How Makeup and Drag Helped Gottmik Understand His Trans Identity

In 2021, Kade Gottlieb, better known by his stage name Gottmik, became the first trans man to compete on RuPaul’s Drag Race — the Olympics for drag queens. (He took home the bronze.) Gottmik, a makeup artist, arrived in the competition's werkroom wearing clown-white foundation and villainously black lipstick. "Time to crash the cis-tem!" he sang. His talent for transformation borders on the otherworldly, like when he remade himself into Paris Hilton (a client) for a celebrity-impersonation challenge. (Other tricks include: Turning Lil Nas X into a note-perfect Nicki Minaj.) Allure joined the performer at a suburban stop on his victory tour across the United States. By the time you're reading this, he'll be packing for the European leg.

I went to Catholic school, where you're not allowed to wear makeup when you're younger. I remember being in fifth grade and trying so hard to sneak mascara or a little bit of eyeliner on and get away with it. I don't know if it was the fact that I couldn't wear it or if I was obsessed, but I just wanted to wear it so badly. Before I got into the artistry of makeup, I would take a gel liner and do raccoon eyes in all black with blue mascara. I was in that emo-kid phase and living for it.

Terrence Zhou dress. Manolo Blahnik shoes.

When we got to high school, me and my then-best friend started a makeup YouTube channel. This was in 2010 when YouTube was starting, so I don't even know how we got that idea. We thought everyone wanted to see us on our bathroom floors and watch us do really bad makeup. Then when I moved out to L.A., I just fell in love with drag queens. I thought, "This is such a fun way to express yourself and how you feel." It was my dream.

My passion for drag amplified my makeup passion. When I started getting into drag queens and watching their makeup tutorials, I knew I loved makeup and that I could draw, so I followed along. And I was kind of good at it, weirdly and randomly, so I just practiced every day and started meeting drag queens. The first drag look I ever did, I was trying to recreate Bianca Del Rio…. I always wanted to pick the biggest features ever. I did not know how to cover my eyebrows, but I was trying.

The process of finding my drag makeup [aesthetic] helped me realize my gender identity. I didn't even have the language to know I was transgender; I knew something was off. I was testing the waters of what I was comfortable with. I was not a huge fan of how I looked when I was done up in girly, girly, girly makeup, but I did love expressing my feminine self a little bit. So how do I make this drag? It was very confusing. Then, when I painted my face white for the first time, not only were the colors popping more, but I felt like this alien creature. And I was still able to make everything pretty in a way. It was game over. I never looked back with the white clown face.

Terrence Zhou dress.

Going on RuPaul's Drag Race, my first thought was, "I'm a makeup queen. I am not about to get read by Michelle Visage." But when I started experimenting with skin-tone drag [makeup] and feeling pretty, it made me realize how far I'd come out of drag with my transition, and how I am more comfortable with that now. It allowed me to open up and realize I'm not just a makeup queen and that I have so much more [to offer] than that. I had grown so much as an artist without even realizing it. Makeup opened me up on the show and I'm excited to explore that more in the future. It’s definitely not my favorite [thing] in the world, but I do love a skin-tone moment every once in a while now. 

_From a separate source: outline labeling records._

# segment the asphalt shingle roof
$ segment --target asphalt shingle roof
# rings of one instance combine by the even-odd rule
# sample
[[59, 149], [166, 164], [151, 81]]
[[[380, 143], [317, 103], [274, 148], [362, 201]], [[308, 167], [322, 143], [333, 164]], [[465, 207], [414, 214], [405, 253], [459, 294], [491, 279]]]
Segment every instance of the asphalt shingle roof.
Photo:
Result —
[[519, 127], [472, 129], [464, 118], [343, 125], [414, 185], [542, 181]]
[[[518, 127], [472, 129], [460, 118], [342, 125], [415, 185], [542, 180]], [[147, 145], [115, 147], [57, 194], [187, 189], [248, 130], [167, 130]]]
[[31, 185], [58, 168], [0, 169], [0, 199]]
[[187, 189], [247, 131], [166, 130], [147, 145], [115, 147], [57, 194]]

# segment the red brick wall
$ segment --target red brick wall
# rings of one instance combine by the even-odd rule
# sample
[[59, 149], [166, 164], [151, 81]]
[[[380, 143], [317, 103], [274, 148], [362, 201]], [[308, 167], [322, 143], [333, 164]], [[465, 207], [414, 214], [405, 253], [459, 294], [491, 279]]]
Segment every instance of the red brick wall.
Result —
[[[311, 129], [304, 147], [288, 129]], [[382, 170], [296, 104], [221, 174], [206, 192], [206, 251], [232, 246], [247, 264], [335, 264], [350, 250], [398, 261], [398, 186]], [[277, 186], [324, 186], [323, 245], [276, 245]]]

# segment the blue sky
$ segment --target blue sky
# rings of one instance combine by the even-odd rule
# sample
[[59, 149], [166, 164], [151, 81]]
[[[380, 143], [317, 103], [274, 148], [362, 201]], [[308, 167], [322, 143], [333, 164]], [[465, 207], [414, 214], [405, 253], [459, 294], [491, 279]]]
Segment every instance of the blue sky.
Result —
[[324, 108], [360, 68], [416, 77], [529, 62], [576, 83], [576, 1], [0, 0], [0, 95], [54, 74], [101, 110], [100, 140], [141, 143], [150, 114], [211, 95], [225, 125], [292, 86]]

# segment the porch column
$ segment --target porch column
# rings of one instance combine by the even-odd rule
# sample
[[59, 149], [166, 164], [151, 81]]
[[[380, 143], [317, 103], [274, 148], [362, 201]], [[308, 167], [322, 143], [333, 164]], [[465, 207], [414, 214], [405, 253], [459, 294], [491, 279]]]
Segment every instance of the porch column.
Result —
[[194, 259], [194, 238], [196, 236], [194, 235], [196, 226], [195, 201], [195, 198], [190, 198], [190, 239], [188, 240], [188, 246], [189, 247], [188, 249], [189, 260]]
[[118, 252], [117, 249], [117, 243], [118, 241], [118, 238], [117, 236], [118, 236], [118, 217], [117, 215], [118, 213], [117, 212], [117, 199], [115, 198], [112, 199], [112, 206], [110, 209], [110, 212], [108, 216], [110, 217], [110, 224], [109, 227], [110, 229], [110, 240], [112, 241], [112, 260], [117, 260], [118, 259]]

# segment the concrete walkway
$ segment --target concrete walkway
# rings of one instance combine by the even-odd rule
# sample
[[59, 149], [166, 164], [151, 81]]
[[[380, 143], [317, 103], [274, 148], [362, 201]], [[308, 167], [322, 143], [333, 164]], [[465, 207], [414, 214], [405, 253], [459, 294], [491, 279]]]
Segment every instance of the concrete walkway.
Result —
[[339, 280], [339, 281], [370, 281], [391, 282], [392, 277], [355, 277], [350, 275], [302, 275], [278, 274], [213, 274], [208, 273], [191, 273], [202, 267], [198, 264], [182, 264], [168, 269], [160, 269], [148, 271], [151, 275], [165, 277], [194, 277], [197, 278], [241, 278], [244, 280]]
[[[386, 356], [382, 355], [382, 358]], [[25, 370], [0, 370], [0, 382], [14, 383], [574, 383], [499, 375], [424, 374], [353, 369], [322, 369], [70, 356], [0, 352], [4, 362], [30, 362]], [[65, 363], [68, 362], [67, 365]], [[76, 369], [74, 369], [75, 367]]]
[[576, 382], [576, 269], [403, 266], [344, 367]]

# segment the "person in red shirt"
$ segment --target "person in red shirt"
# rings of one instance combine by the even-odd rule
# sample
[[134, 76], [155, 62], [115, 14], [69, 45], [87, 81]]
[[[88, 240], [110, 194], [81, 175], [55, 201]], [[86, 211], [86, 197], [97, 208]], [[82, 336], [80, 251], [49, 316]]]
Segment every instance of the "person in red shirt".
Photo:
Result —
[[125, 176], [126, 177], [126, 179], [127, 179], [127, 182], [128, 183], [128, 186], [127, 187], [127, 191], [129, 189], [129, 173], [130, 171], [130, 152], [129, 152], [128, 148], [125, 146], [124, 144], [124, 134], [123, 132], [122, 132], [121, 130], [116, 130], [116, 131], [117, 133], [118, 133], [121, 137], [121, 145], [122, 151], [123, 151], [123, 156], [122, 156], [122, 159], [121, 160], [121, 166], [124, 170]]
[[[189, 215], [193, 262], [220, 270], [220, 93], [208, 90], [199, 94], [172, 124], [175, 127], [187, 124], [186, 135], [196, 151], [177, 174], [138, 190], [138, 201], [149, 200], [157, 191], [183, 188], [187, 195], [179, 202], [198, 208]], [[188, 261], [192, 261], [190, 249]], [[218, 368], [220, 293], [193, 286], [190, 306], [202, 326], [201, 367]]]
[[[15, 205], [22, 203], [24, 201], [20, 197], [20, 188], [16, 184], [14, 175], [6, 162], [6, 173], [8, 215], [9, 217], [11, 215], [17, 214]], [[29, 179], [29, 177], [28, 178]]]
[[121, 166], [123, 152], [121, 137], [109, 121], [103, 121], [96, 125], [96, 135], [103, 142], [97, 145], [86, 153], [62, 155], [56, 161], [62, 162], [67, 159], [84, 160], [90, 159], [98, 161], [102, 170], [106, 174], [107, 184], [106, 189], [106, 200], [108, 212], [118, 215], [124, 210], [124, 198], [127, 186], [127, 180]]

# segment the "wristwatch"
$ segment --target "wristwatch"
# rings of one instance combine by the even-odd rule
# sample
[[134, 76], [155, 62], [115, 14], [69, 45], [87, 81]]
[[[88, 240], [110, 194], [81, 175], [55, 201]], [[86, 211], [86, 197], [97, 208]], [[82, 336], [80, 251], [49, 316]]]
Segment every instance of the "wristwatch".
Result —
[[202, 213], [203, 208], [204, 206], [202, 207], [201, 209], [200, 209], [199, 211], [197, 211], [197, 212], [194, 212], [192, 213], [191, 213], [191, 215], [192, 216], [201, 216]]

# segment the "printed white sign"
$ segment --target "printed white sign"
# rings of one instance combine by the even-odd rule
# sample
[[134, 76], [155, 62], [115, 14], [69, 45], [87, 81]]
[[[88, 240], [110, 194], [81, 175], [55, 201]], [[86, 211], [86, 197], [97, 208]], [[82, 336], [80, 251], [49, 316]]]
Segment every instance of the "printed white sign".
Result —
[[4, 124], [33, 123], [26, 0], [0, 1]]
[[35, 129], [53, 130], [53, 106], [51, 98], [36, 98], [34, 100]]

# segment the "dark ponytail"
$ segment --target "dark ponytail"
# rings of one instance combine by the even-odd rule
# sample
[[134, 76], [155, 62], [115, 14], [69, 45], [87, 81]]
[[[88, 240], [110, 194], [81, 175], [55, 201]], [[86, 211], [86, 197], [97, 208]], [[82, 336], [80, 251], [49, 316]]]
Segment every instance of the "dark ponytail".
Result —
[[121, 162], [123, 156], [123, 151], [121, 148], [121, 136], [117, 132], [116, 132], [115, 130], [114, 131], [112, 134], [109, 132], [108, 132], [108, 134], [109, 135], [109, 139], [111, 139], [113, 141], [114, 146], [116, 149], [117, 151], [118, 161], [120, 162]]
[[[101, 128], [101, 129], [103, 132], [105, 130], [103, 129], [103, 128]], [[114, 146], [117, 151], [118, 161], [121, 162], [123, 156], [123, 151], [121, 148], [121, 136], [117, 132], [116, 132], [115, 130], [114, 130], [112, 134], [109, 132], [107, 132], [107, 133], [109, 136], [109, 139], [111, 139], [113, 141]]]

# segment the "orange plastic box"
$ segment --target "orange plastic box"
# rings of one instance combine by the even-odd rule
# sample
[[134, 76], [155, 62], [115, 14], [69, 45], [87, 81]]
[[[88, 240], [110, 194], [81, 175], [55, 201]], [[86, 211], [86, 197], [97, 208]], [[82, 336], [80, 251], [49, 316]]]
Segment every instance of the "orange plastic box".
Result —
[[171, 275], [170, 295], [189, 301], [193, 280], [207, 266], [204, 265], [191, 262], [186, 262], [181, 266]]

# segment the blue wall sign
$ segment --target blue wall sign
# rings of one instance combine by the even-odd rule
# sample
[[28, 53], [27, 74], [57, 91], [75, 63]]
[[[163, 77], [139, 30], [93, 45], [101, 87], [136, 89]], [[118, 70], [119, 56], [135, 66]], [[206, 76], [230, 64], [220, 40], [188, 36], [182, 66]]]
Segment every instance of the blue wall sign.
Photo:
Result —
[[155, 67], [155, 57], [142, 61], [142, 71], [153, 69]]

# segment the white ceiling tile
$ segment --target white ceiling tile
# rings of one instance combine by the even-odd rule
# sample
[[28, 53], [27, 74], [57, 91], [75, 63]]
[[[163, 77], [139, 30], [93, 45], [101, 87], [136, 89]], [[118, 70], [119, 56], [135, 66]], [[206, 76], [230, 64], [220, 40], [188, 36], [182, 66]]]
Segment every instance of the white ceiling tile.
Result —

On a normal day, I use two colors, but if we're stuck on an island and I only can bring one, I'd bring a white Ben Nye Creme Stick Foundation. I love using a skin tone-ish one that has a pink undertone and highlight with the white so it gets a little dimension, which you barely even notice, but I do. Everyone asks me what my favorite black lipstick is, and I always use Hank & Henry's. It smells amazing.

I put a lot of effort into my makeup, so when it comes to products I truly don't care what it is, as long as I don’t have to touch it or move it. I'm so lazy after I've finished. The second I have to touch it up, I don't want to use it again. If I'm not feeling it, you will tell from my makeup. If I'm angry that day, you will tell from my makeup. 

Terrence Zhou dress. Manolo Blahnik shoes.

I've done a few solo campaigns since being on the show where I'm out of drag — a boy, shirtless, wearing eyeliner and an earring. And if you would've asked me in high school if that would have happened, that would have been a definite no. I'm just so proud of that. In every aspect of my life, I always say that if I'm too comfortable with some part of my art, it's time to move on because it's getting boring and repetitive. I need to keep pushing forward and pushing my limits to grow as a person and an artist. In the next 10 years, hopefully, I'll be something crazier than I've ever expected.